1

Why do we need apply method inside the constructor to invoke any method defined on the prototype object?

Code working:

    function Test(){
    this.x = [];
    this.add.apply(this,arguments);
    }

    Test.prototype.add = function(){
    for(var i=0; i < arguments.length; i++){
    this.x.push(arguments[i]);
    }
    }

    var t = new Test(11,12)

    t.x          //[11,12]  this is fine
    t.x.length   //2 this is also fine

But when i directly call add inside constructor

Code not working:

    function Test(){
    this.x = [];
    this.add(arguments);
    }

    Test.prototype.add = function(){
    for(var i=0; i < arguments.length; i++){
    this.x.push(arguments[i]);
    }
    }

    var t = new Test(11,12);
    t.x.length; //1 Not added all elements why?
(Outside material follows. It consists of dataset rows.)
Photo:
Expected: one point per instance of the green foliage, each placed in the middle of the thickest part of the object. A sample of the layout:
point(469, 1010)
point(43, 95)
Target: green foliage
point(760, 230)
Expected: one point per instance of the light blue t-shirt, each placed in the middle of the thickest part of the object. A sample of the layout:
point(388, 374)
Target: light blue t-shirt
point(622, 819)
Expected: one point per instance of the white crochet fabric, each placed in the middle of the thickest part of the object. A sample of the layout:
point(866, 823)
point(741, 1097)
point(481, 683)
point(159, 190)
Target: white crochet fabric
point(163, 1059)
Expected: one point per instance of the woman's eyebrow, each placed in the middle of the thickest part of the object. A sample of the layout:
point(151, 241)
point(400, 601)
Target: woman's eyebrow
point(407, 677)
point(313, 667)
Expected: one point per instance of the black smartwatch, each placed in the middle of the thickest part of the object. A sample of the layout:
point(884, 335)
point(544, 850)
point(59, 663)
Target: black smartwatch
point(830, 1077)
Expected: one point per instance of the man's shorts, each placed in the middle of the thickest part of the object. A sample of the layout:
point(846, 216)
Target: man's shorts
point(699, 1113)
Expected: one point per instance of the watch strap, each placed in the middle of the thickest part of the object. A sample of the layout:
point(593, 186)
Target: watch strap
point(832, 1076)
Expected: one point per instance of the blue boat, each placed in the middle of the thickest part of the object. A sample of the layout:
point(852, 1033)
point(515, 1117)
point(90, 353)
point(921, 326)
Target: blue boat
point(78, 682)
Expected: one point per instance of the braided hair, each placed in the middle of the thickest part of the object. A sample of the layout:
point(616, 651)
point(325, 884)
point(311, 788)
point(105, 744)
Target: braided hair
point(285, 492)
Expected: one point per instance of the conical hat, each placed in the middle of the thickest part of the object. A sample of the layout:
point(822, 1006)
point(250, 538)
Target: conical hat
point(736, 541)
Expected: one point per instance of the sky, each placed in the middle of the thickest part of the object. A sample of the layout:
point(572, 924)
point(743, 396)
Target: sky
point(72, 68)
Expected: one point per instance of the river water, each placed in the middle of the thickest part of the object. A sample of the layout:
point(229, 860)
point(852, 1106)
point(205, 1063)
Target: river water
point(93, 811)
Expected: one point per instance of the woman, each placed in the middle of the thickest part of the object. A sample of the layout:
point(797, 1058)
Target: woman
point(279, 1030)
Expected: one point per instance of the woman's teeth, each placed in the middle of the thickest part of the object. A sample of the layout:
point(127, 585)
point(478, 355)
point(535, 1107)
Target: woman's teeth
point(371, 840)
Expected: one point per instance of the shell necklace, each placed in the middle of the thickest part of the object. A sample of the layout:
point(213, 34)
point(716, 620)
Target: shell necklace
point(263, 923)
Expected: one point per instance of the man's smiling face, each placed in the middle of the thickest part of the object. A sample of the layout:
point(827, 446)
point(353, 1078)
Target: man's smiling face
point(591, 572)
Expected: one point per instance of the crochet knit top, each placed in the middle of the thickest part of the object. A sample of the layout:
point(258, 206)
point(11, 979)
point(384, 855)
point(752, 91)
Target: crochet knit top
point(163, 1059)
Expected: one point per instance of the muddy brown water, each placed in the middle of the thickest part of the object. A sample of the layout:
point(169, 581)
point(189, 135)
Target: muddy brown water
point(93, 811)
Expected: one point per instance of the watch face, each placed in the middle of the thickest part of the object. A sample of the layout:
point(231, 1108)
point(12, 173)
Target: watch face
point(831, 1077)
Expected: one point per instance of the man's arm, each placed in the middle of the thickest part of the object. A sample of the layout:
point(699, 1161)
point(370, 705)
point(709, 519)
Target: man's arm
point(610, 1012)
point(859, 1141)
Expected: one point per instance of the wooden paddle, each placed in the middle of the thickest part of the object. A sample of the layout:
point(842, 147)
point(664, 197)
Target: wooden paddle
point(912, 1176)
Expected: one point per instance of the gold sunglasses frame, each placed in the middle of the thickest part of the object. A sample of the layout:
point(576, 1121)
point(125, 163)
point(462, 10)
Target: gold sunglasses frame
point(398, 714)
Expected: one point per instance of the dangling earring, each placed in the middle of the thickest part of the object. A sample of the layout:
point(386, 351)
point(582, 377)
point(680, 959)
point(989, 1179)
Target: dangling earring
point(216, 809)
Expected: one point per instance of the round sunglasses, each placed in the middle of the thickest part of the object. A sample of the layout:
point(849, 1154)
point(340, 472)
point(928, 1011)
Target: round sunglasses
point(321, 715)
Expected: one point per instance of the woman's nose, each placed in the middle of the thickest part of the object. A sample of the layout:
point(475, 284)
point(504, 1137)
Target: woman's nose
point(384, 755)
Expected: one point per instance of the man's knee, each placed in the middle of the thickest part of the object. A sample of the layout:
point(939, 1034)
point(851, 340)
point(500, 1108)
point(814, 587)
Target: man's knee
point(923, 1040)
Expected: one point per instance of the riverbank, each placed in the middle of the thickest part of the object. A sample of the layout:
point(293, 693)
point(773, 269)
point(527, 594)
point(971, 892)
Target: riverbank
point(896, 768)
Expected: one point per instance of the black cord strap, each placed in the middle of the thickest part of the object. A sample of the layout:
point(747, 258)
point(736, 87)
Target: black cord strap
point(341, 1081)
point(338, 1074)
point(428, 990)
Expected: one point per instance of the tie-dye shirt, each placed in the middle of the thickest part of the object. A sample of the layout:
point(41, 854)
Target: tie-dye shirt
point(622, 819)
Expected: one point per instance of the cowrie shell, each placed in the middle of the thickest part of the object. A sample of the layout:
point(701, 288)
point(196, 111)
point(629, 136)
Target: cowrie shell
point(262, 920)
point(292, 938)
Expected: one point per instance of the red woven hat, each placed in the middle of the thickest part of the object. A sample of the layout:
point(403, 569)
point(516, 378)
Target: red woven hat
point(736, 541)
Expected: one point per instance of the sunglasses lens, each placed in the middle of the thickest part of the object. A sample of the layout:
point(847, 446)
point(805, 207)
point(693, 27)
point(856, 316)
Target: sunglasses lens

enter image description here

4

1 回答 1

5

This hasn't got anything to do with prototypes, it's got to do with how apply takes an array and then uses the values as arguments to the function to call. In this case, if you do

this.add(arguments);

It's doing exactly that. Calling add with the first argument being an array-like object, and you end up with x being an array where the first element is an array. new Test(1, 2, 3) will result in x = [ [1, 2, 3] ] (the inner array is actually an Arguments object, but it resembles an array). However if you do

this.add.apply(this, arguments);

It's essentially doing

this.add(arguments[0], arguments[1], arguments[2], ...);

And this way x ends up being an array of those elements, instead of an array within an array. I.e., with new Test(1, 2, 3) you'll get x = [1, 2, 3], without the extra array inbetween.